Another health official at the hospital, Sister Maureen Jameson, said the institution had embarked on three projects meant to benefit the community.

"We have three community projects. First, we have the training school programme as a hospital. We have a cataract extraction programme as well as the vaccination programme," she said.

Mater Dei Hospital senior tutor and nurse educator, Sister Sukoluhle Sjamboko said: "We started small and we were teaching our nurses on how they should look after their patients, patient care and we noticed that we can expand."

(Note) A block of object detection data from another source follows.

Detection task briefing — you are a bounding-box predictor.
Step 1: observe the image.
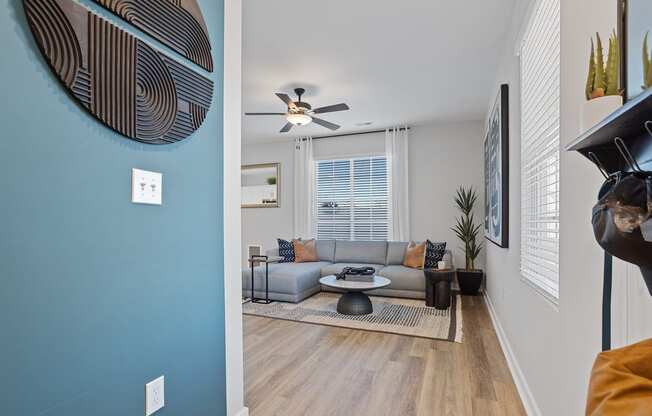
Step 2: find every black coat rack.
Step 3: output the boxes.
[566,89,652,351]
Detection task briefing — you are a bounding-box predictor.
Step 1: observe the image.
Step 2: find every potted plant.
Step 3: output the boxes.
[452,186,484,295]
[641,32,652,90]
[581,32,623,131]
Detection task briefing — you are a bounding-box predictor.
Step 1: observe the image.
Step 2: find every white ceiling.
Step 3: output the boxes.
[243,0,515,142]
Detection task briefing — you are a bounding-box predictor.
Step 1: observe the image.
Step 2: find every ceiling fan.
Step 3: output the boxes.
[245,88,349,133]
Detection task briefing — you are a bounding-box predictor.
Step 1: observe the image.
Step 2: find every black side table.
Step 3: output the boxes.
[249,256,283,305]
[423,269,455,310]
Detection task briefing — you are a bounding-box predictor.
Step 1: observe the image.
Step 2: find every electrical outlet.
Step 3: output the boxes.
[145,376,165,416]
[131,169,163,205]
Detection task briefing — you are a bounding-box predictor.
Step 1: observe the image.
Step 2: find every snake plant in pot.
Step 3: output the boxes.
[452,186,484,295]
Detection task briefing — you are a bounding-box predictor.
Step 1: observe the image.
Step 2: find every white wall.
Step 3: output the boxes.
[242,121,484,267]
[486,0,652,415]
[410,121,484,268]
[222,0,249,416]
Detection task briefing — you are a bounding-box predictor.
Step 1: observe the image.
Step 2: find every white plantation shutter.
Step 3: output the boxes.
[521,0,560,302]
[314,157,390,240]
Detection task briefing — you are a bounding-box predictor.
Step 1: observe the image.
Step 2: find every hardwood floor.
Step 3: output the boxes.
[244,297,525,416]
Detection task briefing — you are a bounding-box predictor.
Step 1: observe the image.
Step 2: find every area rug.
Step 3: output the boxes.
[242,292,463,343]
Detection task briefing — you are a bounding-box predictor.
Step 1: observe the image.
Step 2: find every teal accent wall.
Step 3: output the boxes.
[0,0,226,416]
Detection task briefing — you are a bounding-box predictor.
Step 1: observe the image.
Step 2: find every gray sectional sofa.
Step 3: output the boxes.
[242,240,453,303]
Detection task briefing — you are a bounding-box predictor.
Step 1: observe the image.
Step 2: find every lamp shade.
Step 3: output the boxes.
[287,114,312,126]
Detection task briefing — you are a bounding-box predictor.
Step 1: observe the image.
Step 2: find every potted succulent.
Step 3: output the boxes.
[581,32,623,131]
[452,186,484,295]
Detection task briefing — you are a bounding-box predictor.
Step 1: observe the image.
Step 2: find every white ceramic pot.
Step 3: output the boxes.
[580,95,623,132]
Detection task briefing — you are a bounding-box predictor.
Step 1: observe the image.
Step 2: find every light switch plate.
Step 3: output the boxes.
[145,376,165,416]
[131,169,163,205]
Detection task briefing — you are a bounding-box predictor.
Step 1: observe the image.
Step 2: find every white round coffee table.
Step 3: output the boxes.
[319,275,392,315]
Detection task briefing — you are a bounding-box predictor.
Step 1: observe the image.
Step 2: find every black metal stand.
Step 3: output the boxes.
[602,252,613,351]
[424,269,455,310]
[249,256,273,305]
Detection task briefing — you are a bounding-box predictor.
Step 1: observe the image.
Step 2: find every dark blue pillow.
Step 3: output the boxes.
[423,240,446,269]
[277,238,294,263]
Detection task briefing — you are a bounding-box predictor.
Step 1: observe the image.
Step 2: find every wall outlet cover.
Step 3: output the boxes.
[131,169,163,205]
[145,376,165,416]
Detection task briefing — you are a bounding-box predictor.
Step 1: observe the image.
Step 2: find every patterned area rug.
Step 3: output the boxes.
[242,292,463,343]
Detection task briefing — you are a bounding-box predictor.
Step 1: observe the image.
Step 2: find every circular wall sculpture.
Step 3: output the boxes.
[23,0,213,144]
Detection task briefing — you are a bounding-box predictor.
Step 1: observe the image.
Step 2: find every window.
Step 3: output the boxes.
[521,0,560,302]
[314,157,390,240]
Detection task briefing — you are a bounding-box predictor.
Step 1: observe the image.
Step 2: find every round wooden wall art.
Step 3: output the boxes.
[23,0,213,144]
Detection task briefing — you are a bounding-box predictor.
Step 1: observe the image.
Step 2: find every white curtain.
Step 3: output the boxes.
[294,137,315,239]
[385,127,410,241]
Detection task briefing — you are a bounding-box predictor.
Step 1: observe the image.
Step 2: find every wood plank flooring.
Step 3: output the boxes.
[244,297,525,416]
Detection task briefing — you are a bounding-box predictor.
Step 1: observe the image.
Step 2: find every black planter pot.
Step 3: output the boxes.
[457,269,484,296]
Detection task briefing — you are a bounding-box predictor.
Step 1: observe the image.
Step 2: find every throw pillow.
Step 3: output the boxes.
[292,239,319,263]
[277,238,294,263]
[403,241,426,269]
[423,240,446,269]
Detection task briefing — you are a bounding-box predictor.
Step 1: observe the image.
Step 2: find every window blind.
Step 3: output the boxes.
[314,157,390,240]
[520,0,560,302]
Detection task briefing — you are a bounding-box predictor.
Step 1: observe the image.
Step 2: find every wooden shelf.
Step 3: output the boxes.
[566,89,652,173]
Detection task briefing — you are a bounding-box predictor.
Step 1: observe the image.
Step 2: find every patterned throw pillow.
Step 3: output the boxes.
[403,241,426,269]
[276,238,294,263]
[423,240,446,269]
[292,239,319,263]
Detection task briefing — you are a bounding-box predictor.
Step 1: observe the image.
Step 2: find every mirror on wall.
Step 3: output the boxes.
[622,0,652,100]
[242,163,281,208]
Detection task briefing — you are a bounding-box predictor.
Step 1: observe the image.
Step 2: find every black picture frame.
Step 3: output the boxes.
[484,84,509,248]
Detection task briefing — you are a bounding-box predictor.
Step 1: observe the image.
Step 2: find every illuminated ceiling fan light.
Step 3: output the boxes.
[287,114,312,126]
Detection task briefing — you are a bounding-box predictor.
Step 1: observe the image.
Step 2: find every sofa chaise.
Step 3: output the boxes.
[242,240,453,303]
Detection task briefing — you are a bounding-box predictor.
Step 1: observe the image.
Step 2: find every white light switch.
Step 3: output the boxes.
[145,376,165,416]
[131,169,163,205]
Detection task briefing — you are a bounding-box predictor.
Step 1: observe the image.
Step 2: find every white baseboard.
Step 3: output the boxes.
[484,291,541,416]
[233,407,249,416]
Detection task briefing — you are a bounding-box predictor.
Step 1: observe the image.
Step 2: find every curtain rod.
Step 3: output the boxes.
[312,127,411,140]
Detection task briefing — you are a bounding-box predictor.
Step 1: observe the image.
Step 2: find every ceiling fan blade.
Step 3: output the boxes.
[281,123,294,133]
[312,117,340,130]
[276,92,297,108]
[313,103,350,114]
[245,113,286,116]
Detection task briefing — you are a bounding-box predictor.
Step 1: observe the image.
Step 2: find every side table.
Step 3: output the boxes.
[249,256,283,305]
[423,269,455,310]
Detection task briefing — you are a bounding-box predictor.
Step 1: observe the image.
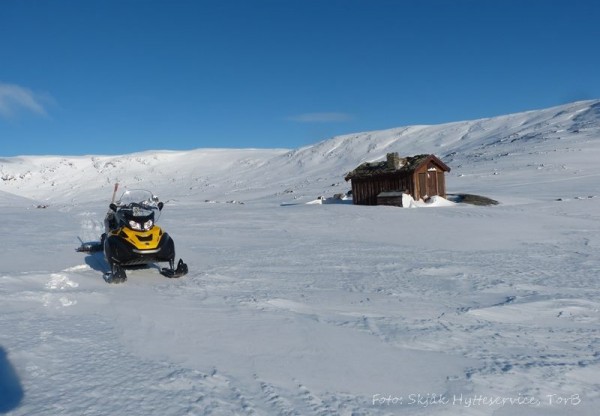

Sjamboko said Mater Dei was the first hospital to come up with an advanced trauma care course in the whole of Africa.

"We were even training people from Uganda, South Africa, America and all over when we started the course and they supported us. We are training hospitals, but the problem is getting people to come and see how it's done," she said.

Sjamboko said the programme was once tried in Nigeria, but it failed.

"The trauma course was once tried in Nigeria, but it didn't succeed and it only succeeded here in Zimbabwe, not in Harare, but in Bulawayo at Mater Dei, where they are training advanced trauma care for nurses and doctors course," she said.